As audit season is finally over, (over 65% of all our assessments and audits happen in Q4) we finally have a chance to grab a cup of coffee and look back at a couple trends in 2011 that we think separate the best security teams from the worst.

First, we need to discuss how we measure the quality of a security team. At Savid, it is pretty simple. Since we perform ethical hacking to assess security programs at organizations, if we got access to something we shouldn’t have, it counts as an intrusion in our books.
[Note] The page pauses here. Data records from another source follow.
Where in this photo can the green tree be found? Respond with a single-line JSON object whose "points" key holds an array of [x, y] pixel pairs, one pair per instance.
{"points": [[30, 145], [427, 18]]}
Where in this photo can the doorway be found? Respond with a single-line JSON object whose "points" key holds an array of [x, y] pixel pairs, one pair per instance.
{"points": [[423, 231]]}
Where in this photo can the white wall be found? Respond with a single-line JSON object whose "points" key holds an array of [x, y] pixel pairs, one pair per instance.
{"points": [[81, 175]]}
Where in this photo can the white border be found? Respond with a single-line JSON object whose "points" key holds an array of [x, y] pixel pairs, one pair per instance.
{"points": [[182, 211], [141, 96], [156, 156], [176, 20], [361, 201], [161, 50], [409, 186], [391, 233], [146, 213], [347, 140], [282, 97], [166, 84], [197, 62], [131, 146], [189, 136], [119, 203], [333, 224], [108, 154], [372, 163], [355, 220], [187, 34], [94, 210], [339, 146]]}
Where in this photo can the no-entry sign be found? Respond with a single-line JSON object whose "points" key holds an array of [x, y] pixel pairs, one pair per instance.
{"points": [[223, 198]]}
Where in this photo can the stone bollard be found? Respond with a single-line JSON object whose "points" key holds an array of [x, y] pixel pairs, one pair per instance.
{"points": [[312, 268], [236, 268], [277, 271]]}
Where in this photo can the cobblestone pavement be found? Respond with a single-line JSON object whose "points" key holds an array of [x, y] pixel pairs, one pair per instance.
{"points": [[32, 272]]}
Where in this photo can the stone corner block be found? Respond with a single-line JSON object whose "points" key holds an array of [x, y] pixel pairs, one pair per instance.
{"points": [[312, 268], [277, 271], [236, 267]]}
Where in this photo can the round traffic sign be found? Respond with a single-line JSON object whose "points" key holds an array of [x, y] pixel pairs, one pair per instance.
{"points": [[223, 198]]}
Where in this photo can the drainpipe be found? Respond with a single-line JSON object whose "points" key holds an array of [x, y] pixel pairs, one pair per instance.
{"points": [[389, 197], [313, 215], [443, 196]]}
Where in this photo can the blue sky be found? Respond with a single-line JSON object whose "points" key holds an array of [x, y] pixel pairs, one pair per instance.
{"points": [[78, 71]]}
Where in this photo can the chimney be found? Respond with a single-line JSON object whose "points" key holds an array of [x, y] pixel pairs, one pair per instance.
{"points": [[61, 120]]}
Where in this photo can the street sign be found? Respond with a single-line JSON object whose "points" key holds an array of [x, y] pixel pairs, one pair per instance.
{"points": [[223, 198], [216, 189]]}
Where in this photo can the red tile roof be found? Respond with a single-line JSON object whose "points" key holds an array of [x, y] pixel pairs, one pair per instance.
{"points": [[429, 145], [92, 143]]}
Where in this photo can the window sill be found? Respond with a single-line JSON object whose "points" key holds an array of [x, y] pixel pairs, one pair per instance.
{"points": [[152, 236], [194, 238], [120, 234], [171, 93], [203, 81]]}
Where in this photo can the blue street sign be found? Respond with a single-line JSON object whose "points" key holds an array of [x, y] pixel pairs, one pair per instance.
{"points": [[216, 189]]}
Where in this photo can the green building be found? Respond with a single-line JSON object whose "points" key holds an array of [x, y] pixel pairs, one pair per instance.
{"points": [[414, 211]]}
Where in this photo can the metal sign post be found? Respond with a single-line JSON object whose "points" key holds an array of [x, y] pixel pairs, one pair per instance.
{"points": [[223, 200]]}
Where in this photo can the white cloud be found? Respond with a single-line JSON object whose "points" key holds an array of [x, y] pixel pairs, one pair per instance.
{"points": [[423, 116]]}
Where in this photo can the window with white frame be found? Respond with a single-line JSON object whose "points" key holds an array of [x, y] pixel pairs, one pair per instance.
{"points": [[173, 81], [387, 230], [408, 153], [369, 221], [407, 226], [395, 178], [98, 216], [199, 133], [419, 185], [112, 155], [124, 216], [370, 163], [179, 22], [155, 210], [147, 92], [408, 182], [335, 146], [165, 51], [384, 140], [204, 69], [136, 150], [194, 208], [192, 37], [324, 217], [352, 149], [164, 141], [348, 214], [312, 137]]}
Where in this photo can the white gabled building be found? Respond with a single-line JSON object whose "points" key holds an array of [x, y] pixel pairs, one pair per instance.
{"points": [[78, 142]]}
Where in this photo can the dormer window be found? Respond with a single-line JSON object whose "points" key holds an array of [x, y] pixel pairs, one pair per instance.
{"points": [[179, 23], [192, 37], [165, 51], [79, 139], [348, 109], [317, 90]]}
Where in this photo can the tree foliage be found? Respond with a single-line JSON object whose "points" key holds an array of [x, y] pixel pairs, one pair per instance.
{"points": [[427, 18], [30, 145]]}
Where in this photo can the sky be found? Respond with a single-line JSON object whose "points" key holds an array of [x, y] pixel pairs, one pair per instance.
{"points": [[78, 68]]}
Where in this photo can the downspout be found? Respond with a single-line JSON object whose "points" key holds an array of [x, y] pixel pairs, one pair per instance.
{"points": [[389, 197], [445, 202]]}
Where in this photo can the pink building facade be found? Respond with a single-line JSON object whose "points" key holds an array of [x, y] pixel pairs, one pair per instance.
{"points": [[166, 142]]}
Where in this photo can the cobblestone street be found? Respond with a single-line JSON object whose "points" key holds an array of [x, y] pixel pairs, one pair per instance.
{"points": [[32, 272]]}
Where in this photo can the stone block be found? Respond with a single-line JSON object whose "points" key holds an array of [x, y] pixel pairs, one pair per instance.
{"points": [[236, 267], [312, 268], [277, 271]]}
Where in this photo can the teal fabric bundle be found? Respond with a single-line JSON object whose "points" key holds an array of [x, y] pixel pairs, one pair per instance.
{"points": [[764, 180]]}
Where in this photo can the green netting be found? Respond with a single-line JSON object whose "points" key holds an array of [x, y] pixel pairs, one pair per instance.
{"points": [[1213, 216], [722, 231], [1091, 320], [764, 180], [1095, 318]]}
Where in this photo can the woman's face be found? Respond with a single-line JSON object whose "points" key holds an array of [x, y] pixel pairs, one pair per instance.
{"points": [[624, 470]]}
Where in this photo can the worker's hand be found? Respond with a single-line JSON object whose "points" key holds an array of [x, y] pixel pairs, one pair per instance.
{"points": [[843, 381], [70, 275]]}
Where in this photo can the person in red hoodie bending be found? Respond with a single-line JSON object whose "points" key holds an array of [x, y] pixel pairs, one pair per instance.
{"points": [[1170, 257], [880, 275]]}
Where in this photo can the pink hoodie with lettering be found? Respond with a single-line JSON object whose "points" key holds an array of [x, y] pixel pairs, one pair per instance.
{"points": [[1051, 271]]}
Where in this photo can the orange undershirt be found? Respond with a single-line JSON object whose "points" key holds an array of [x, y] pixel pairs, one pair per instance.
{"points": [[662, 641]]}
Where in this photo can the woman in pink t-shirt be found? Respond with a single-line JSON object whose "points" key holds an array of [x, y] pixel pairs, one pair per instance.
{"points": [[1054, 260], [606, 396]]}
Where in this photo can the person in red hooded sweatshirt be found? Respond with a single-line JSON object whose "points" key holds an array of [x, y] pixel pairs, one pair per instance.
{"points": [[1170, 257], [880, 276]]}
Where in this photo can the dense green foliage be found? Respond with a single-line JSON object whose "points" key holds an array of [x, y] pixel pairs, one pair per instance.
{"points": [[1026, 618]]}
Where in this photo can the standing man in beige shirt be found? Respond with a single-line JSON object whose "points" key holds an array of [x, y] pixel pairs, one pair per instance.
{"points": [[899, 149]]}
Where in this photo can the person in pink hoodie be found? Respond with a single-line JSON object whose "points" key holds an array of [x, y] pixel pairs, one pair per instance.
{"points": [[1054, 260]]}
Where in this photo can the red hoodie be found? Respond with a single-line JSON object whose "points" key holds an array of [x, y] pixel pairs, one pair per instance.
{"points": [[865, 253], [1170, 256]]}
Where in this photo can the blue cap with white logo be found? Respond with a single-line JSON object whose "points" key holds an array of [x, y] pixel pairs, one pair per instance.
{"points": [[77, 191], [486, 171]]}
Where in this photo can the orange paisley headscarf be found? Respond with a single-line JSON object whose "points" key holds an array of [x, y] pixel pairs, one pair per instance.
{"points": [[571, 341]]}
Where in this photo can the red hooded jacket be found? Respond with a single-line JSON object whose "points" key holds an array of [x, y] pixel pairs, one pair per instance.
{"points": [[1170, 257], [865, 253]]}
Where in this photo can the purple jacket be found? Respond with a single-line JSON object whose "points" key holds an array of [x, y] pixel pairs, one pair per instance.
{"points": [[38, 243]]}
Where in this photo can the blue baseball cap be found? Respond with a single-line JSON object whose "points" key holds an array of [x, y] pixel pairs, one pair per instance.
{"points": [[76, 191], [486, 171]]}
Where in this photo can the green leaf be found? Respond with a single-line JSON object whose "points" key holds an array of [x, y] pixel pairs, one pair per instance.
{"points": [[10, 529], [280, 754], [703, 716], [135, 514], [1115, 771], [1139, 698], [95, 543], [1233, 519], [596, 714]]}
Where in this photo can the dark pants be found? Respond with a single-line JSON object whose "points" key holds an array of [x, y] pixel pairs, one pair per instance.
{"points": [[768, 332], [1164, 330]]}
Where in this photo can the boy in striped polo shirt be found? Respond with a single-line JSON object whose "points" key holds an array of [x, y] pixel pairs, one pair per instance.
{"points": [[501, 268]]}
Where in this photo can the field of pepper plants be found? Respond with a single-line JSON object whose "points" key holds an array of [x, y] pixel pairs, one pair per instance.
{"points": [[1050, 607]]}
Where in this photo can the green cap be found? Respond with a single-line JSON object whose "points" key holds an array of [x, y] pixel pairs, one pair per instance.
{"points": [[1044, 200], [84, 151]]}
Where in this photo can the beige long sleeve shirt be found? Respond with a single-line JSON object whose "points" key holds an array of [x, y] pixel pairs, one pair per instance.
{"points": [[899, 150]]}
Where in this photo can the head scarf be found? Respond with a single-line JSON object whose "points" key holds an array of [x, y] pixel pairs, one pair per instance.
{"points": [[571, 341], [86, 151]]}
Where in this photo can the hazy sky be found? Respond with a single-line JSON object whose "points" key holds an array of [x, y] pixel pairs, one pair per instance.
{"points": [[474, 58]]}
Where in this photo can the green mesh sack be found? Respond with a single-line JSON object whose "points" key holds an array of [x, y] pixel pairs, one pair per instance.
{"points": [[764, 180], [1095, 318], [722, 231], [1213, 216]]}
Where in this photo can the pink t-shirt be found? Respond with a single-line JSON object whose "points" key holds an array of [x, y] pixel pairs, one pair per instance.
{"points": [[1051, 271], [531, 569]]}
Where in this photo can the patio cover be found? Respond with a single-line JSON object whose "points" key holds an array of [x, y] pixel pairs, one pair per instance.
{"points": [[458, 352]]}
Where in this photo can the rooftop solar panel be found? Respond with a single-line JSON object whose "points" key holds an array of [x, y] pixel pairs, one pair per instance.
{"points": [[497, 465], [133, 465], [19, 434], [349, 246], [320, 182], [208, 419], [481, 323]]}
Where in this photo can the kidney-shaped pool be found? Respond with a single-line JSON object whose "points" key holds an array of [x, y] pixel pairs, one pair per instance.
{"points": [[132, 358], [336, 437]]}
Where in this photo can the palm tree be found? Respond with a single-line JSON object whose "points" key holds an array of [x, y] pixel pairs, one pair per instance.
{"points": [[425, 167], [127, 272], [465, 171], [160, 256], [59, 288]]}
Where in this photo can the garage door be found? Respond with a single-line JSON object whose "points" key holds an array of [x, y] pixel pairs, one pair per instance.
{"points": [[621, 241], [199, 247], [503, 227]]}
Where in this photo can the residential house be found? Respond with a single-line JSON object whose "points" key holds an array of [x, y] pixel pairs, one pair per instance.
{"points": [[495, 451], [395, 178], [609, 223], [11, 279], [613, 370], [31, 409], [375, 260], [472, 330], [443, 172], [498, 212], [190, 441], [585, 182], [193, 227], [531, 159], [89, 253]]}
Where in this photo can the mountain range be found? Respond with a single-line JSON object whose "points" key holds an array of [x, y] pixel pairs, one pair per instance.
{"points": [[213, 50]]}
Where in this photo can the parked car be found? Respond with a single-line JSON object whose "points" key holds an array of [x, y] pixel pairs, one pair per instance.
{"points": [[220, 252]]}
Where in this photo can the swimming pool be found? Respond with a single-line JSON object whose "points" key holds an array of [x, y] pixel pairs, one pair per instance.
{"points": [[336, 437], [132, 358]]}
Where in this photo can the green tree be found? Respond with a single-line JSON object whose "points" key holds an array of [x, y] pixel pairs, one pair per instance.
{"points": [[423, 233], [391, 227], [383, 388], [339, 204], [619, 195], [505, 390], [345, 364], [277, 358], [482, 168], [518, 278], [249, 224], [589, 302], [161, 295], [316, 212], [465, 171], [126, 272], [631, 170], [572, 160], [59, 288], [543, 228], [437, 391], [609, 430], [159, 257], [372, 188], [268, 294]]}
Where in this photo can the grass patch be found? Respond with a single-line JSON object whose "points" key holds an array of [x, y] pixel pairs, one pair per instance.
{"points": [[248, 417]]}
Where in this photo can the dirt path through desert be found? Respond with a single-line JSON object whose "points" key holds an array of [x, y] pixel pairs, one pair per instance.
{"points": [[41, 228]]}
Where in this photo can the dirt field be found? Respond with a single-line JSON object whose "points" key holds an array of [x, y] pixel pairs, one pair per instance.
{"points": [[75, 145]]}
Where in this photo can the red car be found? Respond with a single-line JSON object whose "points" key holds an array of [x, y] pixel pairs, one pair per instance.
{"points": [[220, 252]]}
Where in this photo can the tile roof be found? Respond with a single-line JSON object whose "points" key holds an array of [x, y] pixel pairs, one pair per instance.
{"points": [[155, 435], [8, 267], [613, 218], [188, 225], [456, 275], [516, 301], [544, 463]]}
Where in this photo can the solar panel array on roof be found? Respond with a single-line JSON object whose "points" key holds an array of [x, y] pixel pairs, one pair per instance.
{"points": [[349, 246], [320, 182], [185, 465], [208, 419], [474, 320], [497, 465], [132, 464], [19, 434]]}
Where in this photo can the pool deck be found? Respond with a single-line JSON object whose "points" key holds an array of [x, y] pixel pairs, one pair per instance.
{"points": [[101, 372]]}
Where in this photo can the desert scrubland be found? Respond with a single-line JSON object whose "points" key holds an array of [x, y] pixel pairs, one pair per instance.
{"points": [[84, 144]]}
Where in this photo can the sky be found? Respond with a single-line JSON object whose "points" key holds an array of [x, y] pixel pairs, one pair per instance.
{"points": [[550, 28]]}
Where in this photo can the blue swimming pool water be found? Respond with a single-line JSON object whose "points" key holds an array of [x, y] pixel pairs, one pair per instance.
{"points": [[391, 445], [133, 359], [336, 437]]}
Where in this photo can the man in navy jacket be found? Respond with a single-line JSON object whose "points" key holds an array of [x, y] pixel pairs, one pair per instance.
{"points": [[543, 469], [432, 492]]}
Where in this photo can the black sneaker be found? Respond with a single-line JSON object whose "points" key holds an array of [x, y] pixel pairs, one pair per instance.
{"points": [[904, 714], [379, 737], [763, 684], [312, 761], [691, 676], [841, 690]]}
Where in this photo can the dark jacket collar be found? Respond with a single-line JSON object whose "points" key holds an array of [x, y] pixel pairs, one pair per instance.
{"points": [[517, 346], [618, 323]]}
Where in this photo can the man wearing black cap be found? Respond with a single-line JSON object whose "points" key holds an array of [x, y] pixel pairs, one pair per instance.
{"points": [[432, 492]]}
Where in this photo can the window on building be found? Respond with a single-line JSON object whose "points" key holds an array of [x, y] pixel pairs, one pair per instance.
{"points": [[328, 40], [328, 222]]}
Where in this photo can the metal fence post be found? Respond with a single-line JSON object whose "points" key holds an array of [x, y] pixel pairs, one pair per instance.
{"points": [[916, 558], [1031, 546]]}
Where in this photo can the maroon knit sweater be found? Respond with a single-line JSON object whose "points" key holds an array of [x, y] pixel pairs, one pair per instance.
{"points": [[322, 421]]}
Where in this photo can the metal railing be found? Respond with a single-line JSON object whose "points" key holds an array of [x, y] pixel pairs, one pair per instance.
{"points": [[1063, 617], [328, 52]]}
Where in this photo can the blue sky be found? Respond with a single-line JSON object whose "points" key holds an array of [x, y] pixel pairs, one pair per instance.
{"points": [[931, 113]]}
Most reviews of security controls look at what went wrong because it’s harder to learn from the successes. So let’s get the major failures of 2011 out of the way and then let’s talk about what our best clients did to prevent us from breaking in. Overall, most of the security programs we assessed had application security issues. However, 2011 was the worst we have ever seen in terms of the depth and breadth of application security issues – even though the majority of the security programs we tested were in compliance with regulations such as HIPAA, PCI, and GLBA.

Ok, so with that out of the way, what did the best security teams do to prevent our ethical hackers from breaking in?  One Thing: Defense In Depth. 2011 was the first year where we saw significant advancements in defense in depth deployments among our clients. For example, we saw a noticeable increase in proper system hardening (using standards such as CIS and NIST) and reduction of excessive permissions that stopped our attacks cold.

Properly deploying defense in depth can be the distinction between a data breach requiring notification or a simple documented incident. The difference between the two for some organizations could be millions of dollars. Oh, and it also has a side effect of making most malware non-functional by preventing the malware from creating temporary files, accessing DLLs, etc. Remember, an attacker can’t exfiltrate data if the exfiltration tools won’t run!

So, how did the defense in depth stop our hacking? Most of the time we were able to get entry into a server or application but because of defense in depth we weren’t able to leverage that entry for any gain (such as privilege escalation, intellectual property, or personally identifiable information). For example, if we got access to an application via SQL injection, we weren’t able to execute any commands on the server because the SQL server was hardened to prevent usage of xp_cmd and the SQL service account had no local permissions on the box to do anything other than access the database files and folders. Another example is when we got access to a Linux system running a custom PHP login system via an upload vulnerable and a PHP Shell script. The hardening of Apache and the file system prevented our low privileged web server service account from reading local files, creating files, etc. Essentially, the account we got control of was useless and the attack vector wasted our time and effort.

Wasting an attacker’s time and effort is exactly what you as the defender want to do. Every minute an attacker is stalled or delayed is more time for your detective controls such as IDS/IPS, Logging, or even Tripwire like defenses to detect an attack. We recommend that every security program have a simple theme: If You Cannot Prevent It, Detect It. Leveraging defense in depth provides additional detection points along the attack path. Every time a low privileged user attempts to access the Accounting Share – detect it. Every time a server in your DMZ attempts to connect to a server in the internal network (which should be blocked by the firewall) detect it and respond to it. These are all indicators that the server is doing something it shouldn’t.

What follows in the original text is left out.